En esos lugares, cada familia también tiene una historia que solo ella puede contar. Cada uno vive las tragedias de forma distinta y, al mismo tiempo, todas tienen algo en común: tristeza por los que se fueron y temor de los que se quedaron tras superar la enfermedad.
Los Wesseh, del suburbio de Caldwell, en las afueras de Monrovia, eran un típica familia liberiana. Josiah, de 37 años, y su padre trabajaban y ganaban unos 60 dólares al mes entre los dos, mientras la madre y otras dos hermanas se encargaban de las tareas del hogar.
Todo cambió en mayo de 2014, cuando el padre se infectó del virus del Ébola y falleció poco después. "Su muerte puso a toda la familia al borde del abismo y nunca nos hemos recuperado por completo de su pérdida", explica Josiah.
Poco después, la epidemia se extendió por Monrovia y Josiah perdió su trabajo, por lo que los Wesseh se quedaron sin ninguna fuente de ingreso. Ante esta situación, Mary, una de las hermanas menores de Josiah, dejó aparcado su sueño de ir a la universidad y buscó un empleo.
"(Mary) quería estudiar economía, pero con la muerte de nuestro padre y mi desempleo sus opciones de llegar a la universidad eran limitadas", relata Josiah.
Una día, la suerte de los Wesseh cambió y Mary logró un trabajo como higienista en una Unidad de Tratamiento de Ébola (UTE) de Monrovia, lo que dio un respiro a su familia.
Primero en el Hospital Redención y luego en la Clínica Isla, Mary estuvo en contacto directo con pacientes de ébola, ya que su trabajo consistía en darles de comer y lavarlos.

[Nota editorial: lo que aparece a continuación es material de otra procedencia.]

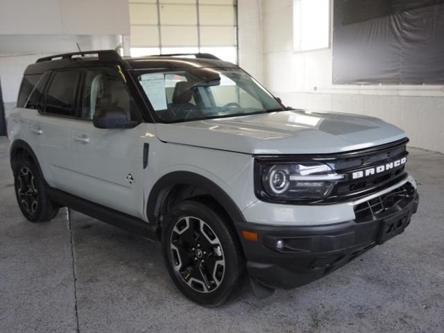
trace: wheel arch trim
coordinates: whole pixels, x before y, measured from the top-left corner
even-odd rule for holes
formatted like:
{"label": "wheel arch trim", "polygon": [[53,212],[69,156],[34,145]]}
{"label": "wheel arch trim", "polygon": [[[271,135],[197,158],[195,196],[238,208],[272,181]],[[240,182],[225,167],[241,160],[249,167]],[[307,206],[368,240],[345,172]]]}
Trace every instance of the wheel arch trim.
{"label": "wheel arch trim", "polygon": [[11,163],[11,167],[12,168],[12,172],[14,172],[14,167],[12,165],[14,155],[15,152],[17,152],[17,151],[19,149],[24,149],[31,155],[33,160],[35,163],[35,166],[40,173],[40,175],[42,175],[43,179],[44,180],[44,176],[43,176],[43,172],[42,171],[42,168],[40,167],[40,164],[39,163],[39,160],[37,158],[35,153],[34,153],[33,148],[31,147],[31,146],[29,146],[29,144],[26,143],[26,142],[21,139],[17,139],[17,140],[14,141],[14,142],[11,144],[10,148],[9,148],[9,157]]}
{"label": "wheel arch trim", "polygon": [[189,171],[173,171],[164,175],[155,182],[150,191],[146,205],[148,221],[158,222],[160,201],[167,195],[162,192],[177,185],[196,186],[203,189],[222,206],[234,223],[245,221],[237,205],[220,186],[203,176]]}

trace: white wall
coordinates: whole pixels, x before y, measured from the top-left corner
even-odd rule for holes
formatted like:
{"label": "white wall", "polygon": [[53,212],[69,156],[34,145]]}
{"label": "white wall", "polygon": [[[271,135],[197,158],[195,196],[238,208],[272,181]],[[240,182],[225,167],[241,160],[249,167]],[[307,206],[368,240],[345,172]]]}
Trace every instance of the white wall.
{"label": "white wall", "polygon": [[38,58],[115,49],[129,35],[128,0],[0,0],[0,83],[8,113]]}
{"label": "white wall", "polygon": [[331,49],[293,52],[292,3],[262,1],[267,88],[294,108],[382,118],[406,130],[411,146],[444,153],[443,87],[332,85]]}
{"label": "white wall", "polygon": [[262,0],[239,0],[239,63],[256,80],[264,83]]}
{"label": "white wall", "polygon": [[1,0],[0,34],[128,35],[128,0]]}

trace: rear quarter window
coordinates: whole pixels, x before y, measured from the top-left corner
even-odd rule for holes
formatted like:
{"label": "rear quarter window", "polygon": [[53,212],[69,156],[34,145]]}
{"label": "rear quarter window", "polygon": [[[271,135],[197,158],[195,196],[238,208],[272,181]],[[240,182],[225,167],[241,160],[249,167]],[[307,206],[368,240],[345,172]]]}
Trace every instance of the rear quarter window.
{"label": "rear quarter window", "polygon": [[24,108],[25,103],[28,100],[29,95],[35,87],[35,85],[39,82],[41,74],[25,75],[20,85],[19,97],[17,100],[17,108]]}
{"label": "rear quarter window", "polygon": [[42,111],[43,92],[50,76],[51,72],[49,71],[46,72],[42,76],[38,83],[35,85],[35,87],[33,90],[29,99],[28,99],[28,103],[26,103],[25,108],[28,109],[39,110]]}

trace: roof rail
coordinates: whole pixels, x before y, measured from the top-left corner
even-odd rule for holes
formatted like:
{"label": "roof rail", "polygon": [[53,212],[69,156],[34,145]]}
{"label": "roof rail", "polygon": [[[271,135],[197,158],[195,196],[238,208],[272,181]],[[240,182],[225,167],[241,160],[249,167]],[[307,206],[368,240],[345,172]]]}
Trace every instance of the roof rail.
{"label": "roof rail", "polygon": [[115,50],[99,50],[99,51],[85,51],[80,52],[72,52],[71,53],[56,54],[49,57],[40,58],[35,62],[42,62],[50,61],[56,58],[71,59],[74,56],[80,56],[84,57],[87,54],[96,54],[99,60],[121,60],[119,54]]}
{"label": "roof rail", "polygon": [[196,58],[203,59],[213,59],[214,60],[220,60],[221,59],[217,58],[211,53],[171,53],[171,54],[157,54],[155,56],[150,56],[150,57],[178,57],[182,56],[194,56]]}

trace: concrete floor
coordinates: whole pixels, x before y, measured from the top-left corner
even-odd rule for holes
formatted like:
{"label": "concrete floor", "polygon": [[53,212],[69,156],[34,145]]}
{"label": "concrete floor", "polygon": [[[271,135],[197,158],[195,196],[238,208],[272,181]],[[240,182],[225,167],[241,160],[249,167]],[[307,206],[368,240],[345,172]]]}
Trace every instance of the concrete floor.
{"label": "concrete floor", "polygon": [[160,245],[66,210],[27,222],[0,139],[0,332],[444,332],[444,155],[411,148],[406,232],[309,285],[208,309],[169,278]]}

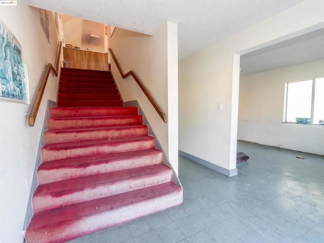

Su gran contribución a salvar su ciudad sería también su perdición.
Josiah siempre tuvo miedo de que eso acabara pasando y nunca se sintió cómodo sabiendo que la comida que había en la mesa provenía de un trabajo tan arriesgado y sacrificado, aunque estaba muy orgulloso de su hermana.
Dos meses después de comenzar a trabajar, Mary también se infectó y falleció. "Mary era la cabeza de familia. He llorado mucho desde su muerte", recuerda entre sollozos Josiah, que ni siguiera sabe dónde enterraron a su hermana porque hicieron fosas comunes y nadie les dijo dónde llevaron su cuerpo.
En Liberia, el virus del Ébola ha infectado a más de 10.000 personas, de las cuales alrededor de 4.500 han muerto, por lo que la historia de los Wesseh es algo común. Pero no solo han sufrido los que perdieron a alguien.
Los que sobrevivieron al virus, además de superar la enfermedad, ahora tienen que enfrentarse a los miedos irracionales y el estigma de los que no se contagiaron y aún temen entrar en contacto con ellos.
Siannie Beyan logró curarse en una de las clínicas de Médicos Sin Fronteras, pero al abandonar el hospital chocó con una dura realidad: su marido la dejó y sus vecinos le miran con recelo.
"Perdí una relación de diez años por culpa del ébola. Él se marchó poco después de que me ingresaran en la clínica y mis dos hijos estuvieron varios días desatendidos porque ni los vecinos se atrevían a entrar en casa", cuenta Siannie.
Su abuela materna se dio cuenta de que los niños estaban solos y empezó a llevarles comida, pero no se atrevió a llevárselos a su casa porque tenía miedo de que le contagiaran.
Cuando Siannie fue dada de alta, su alegría era inmensa y solo quería volver a su casa para ver a sus hijos, aunque no se imaginaba lo que iba a vivir.
"El dueño de la casa no quiso dejarme entrar y tuve que buscar otro sitio. Mi madre quiso acogerme, pero tuvo el mismo problema con su arrendatario", lamenta.
Ahora vive en una nueva casa donde nadie sabe que estuvo infectada de ébola, pero siempre le queda duda de que alguien se entere y vuelva a señalarla.